But the other kind of consistency I'm after is over the range of "real world" animals. Animals are better represented than vermin. Animals have Intelligence scores (roughly) representative of their real-world faculties; vermin are mindless, like zombies.
Oddly, this is the area where I'm inclined to make a house rule because I don't agree.
I believe that real world animals have an upper end intelligence of around 5-6, and that some of them have a highly limited (by human standards) but real and useful innate capacity for language and culture.
The following creatures would certainly have above 2 intelligence in my games: felines, canines, dolphins, whales, elephants, monkeys, apes, racoons, parrots, crows, octopi and possibly also rats, pigs, bears, and ferrets.
Likewise, I wouldn't want to overstate the mental capabilities of a jumping spider, but as a creature capable of learning, memory, and modifying its own behavior it has an intelligence higher than zero. However, the vermin rules seem to allow more leeway for a Int 1 vermin than Animal rules allow for Int 3animals.
I should say that my desire for animals to have above 2 intelligence is not motivated by a desire for 'realism' alone and that in fact, 'realism' is not the most compelling reason here for having animals above 2 intelligence. By far the most compelling reason for intelligent animals is that the source material - myths, legends, fairy tales - all assume that animals are inherently intelligent and are if given cause capable of speach, complex reasoning, and so forth. The source material assumes a animistic world where the cause of every sort of motion of every sort is the violition of some intelligent being. That is to say the wind moves because it wills itself to move, and water flows down to the sea because it wills itself to do so. When you hold this world view it is natural to percieve animals as intelligent actors, and the stories that inform my setting have intelligent animal actors advancing the plot.
It's worth noting that the Mindless trait in D&D does not and never has represented a complete lack of intelligence. Rather it represents an alien and perhaps unfathomable intelligence which is so far from the way humans percieve the world that it cannot be compared to it.
As for how residents of the D&D universe would tell the two apart, all D&D universe vermin have Darkvision, whereas D&D universe animals have low-light vision. Several easily performed spells would also constitute good tests.
If snails are vermin and octopodes animals, what would the D&D conversion of its common ancestor (whether or not animals actually did evolve in the D&D world) be considered?
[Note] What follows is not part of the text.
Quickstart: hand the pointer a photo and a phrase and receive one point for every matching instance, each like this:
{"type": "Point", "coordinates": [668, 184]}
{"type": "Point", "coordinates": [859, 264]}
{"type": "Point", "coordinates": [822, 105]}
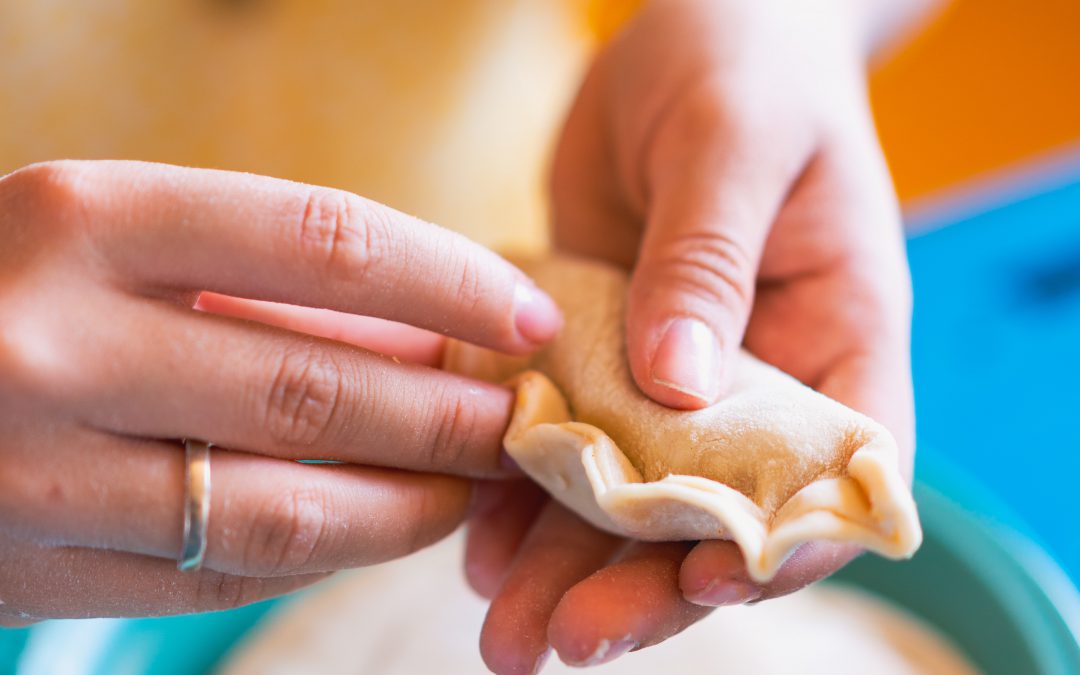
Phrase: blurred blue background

I find the question rather meaningless, in as much as it is deeply rooted in cladistics. If animals don't evolve, then the phrase 'common ancestor' is meaningless. If they don't evolve, then they need not have a common ancestor and if no common ancestor exists then it would be impossible and meaningless to describe one. Without evolution, every creature is potentially a unique and independent creation. Something created snails. Something created octopi. If there is no evolution at all, two snails of different species aren't even related to each other necessarily and don't necessarily share a common ancestor. It just happens that whatever creates creatures has a fondness for the snail concept and replicated it a couple of times. And, obviously, the creator has an inordinate fondness for beetles.
Besides which, I've already answered this question as it pertains to my campaign. The common ancestor of snails and octopodes is a tree. Of course, an student of the arcane could tell you that the Great World Ash is not a literal three dimensional tree since it is in fact infinite in size and multi-dimensioned and has no definite up or down, and that its apparant treeness is simply a product of that being the only way a mortal mind can cope with its reality. And they could also tell you that the tree is not the ancestor of snail and octopodes in anything like the same sense that its the ancestor of the Gods, in as much as the six divine families are literally begotten of the tree whereas snails and octopodes are manifested by tree in the same sort of way that for example a fire manifests light and heat.
it gets fuzzy, because unlike Aquatic, which is clearly defined as creatures living in the water...
I don't think that people in the D&D universe would define 'Aquatic' in this way at all. I think that rather they would define 'Aquatic' as, "Having a particular affinity for the element water." or perhaps, "Being animated by a water spirit."